The lessons of the democratic revolutions of 1848 may be instructive. The uprisings in Paris, Milan, Venice, Vienna, Prague, Budapest, Krakow, Munich, and Berlin, led by members of the middle classes and the intelligentsia, failed to transform the existing order and replace it with democratic and liberal institutions. In fact, the political upheaval helped expose the conflicting interests and values of the intellectuals and professionals who led the revolts and the workers and the peasants whose support they had failed to win. The result was a successful counter-revolution launched by the ruling elites in France, the Austrian Empire, and Prussia. Conservative forces were able to consolidate their power for many years to come and at the same time initiated limited and gradual reforms to placate the restive population.

This is actually an interesting comparison, and may have some merit, but not in the way Hadar thinks.

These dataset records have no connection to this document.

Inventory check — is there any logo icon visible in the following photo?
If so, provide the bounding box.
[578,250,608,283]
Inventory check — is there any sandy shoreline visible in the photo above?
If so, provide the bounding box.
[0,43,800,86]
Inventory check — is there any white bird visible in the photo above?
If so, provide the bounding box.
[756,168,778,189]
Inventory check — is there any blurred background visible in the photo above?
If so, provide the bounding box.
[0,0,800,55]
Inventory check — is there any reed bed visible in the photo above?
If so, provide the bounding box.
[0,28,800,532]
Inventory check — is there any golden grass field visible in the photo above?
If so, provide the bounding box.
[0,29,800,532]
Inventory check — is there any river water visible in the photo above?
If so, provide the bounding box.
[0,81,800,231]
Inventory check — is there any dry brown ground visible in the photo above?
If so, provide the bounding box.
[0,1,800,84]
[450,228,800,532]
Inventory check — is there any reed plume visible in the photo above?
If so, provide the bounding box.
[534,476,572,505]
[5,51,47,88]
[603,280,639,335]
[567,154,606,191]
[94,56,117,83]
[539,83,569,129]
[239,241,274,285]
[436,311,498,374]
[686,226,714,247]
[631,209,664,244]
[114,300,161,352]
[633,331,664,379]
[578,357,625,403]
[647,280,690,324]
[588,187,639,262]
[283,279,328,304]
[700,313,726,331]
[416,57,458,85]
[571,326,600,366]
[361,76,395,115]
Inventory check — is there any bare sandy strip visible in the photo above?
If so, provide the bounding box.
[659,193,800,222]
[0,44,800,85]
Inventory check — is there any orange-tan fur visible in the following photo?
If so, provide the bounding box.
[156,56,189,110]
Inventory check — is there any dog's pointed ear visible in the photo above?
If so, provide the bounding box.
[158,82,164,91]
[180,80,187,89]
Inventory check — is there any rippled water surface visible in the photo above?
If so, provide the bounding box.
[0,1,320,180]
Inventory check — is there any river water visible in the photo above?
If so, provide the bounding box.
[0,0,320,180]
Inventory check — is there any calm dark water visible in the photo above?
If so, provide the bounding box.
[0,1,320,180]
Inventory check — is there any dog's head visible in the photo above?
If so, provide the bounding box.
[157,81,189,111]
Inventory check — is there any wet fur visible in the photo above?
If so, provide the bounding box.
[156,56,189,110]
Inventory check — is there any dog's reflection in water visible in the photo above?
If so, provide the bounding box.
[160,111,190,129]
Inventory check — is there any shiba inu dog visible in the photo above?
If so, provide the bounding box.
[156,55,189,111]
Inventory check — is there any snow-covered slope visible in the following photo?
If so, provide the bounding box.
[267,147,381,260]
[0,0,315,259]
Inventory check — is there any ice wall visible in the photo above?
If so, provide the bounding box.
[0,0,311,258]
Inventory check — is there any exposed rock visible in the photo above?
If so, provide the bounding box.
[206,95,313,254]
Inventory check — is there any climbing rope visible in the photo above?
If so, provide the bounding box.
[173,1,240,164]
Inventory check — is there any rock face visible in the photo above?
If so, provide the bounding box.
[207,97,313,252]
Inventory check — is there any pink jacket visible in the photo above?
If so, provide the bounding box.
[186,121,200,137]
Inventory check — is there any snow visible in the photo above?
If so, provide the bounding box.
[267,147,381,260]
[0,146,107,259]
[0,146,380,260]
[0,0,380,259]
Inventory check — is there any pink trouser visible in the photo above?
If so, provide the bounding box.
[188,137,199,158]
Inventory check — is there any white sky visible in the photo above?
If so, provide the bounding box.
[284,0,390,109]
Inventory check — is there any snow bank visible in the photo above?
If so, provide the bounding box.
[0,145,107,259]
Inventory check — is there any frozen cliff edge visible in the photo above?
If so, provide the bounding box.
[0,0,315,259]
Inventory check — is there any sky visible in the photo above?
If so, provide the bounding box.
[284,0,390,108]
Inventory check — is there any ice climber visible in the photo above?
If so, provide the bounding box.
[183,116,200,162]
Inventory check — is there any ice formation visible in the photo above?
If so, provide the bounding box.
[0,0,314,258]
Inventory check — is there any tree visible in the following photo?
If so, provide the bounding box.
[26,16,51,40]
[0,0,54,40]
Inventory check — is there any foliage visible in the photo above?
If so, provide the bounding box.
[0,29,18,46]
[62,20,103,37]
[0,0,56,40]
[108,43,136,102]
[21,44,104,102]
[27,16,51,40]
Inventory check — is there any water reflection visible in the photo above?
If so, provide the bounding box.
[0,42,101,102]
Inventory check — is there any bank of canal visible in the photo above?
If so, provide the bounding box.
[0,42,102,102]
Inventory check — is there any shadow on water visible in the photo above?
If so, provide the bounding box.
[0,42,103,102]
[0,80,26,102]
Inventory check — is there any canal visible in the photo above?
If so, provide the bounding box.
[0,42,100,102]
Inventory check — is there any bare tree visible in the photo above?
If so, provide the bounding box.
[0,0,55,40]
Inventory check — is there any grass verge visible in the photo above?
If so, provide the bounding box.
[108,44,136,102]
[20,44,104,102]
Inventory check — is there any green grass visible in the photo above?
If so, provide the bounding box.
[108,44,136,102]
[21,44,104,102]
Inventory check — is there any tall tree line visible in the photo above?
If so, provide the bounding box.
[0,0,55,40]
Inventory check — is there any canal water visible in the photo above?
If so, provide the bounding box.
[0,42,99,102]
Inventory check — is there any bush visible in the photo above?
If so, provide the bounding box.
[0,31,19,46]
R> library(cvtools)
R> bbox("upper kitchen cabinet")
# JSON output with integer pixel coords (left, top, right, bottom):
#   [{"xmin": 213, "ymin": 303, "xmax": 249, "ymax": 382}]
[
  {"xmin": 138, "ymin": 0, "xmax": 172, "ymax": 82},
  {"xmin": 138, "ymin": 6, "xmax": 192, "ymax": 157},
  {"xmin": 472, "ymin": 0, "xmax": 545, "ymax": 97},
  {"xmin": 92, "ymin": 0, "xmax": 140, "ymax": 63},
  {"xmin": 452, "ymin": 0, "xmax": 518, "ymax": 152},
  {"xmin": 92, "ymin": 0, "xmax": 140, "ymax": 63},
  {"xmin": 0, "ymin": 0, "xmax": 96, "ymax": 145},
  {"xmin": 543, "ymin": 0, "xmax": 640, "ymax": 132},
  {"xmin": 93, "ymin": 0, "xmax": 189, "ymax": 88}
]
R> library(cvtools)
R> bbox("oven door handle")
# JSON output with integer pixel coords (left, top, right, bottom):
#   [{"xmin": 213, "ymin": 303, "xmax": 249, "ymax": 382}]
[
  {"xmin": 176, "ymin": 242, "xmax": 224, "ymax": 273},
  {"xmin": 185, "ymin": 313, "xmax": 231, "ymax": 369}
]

First, I believe Hadar way over-estimates the influence of Islamist ideology in the Arab world. Second, he misses a greater point about how successful the Revolutions of 1848 actually were: the Orleans monarchy was toppled in France and the Second Republic was (briefly) created before Louis Napoleon seized power and proclaimed himself emperor; the Austrian empire had to redraw how it was governed; Italian and German unity really begins in this period. Europe was radically altered by the revolution, even if it was in ways no one expected at the time. We also don’t think of the Crimean War, or the various wars of Prussia and France in the 1850s and 1860s leading up to the Franco-Prussian War and the Battle of Sedan, as consequences of the Revolutions of 1848. And the operating ideology of the social democratic welfare state is grounded in many of the demands of this period, for good or for ill, and while conservatives reformed, they are reforms grounded solidly on the demands of the revolutionaries. Otto von Bismark may not have been one of the ’48ers, but he delivered much of what they fought for in Germany. That conservative order built the relatively liberal centralized nation-states the revolutionaries wanted.

Because of that, the Revolutions of 1848 are probably the most successful failed revolutions in human history.

The Middle East could do worse than failed revolutions that create a liberal heritage. Hadar is right to note that the Revolutions of 1848 were also very nationalistic, but that had been building in Europe since Hegel fell in love with Napoleon as an idea and turned him into the World Spirit. Much of the Middle East has already had its bout of nationalism in the aggressive sense with Nasserism and Ba’athism, and while it is possible this could re-emerge, I don’t see it (I could be wrong). There was no room for the ancien regime to really reassert itself after 1848*, and the conservative response of centralization, nationalization, industrialization and the creation of basic welfare states was probably correct given alternatives — poverty and revolution. Yes, the end of proper aristocracy in Europe did give way to many of the horrors of the 20th century, but the Middle East ceased having that aristocracy long ago.

In the end, the decision as to how Arabs govern themselves is not and should not be made in Washington, Tel Aviv, London or Paris, but should — to the extent that it can — be made by Egyptians and Tunisians and Palestinians and Iraqis (&etc) themselves. There will be days when, from our perspective, they won’t get it right. And they certainly won’t govern themselves largely for our benefit. But that is as it should be.


* Even had the Bourbons returned to rule France in the 1870s after the fall of Louis Napoleon, restored France would most certainly have looked more like the Third Republic than the France of Charles X.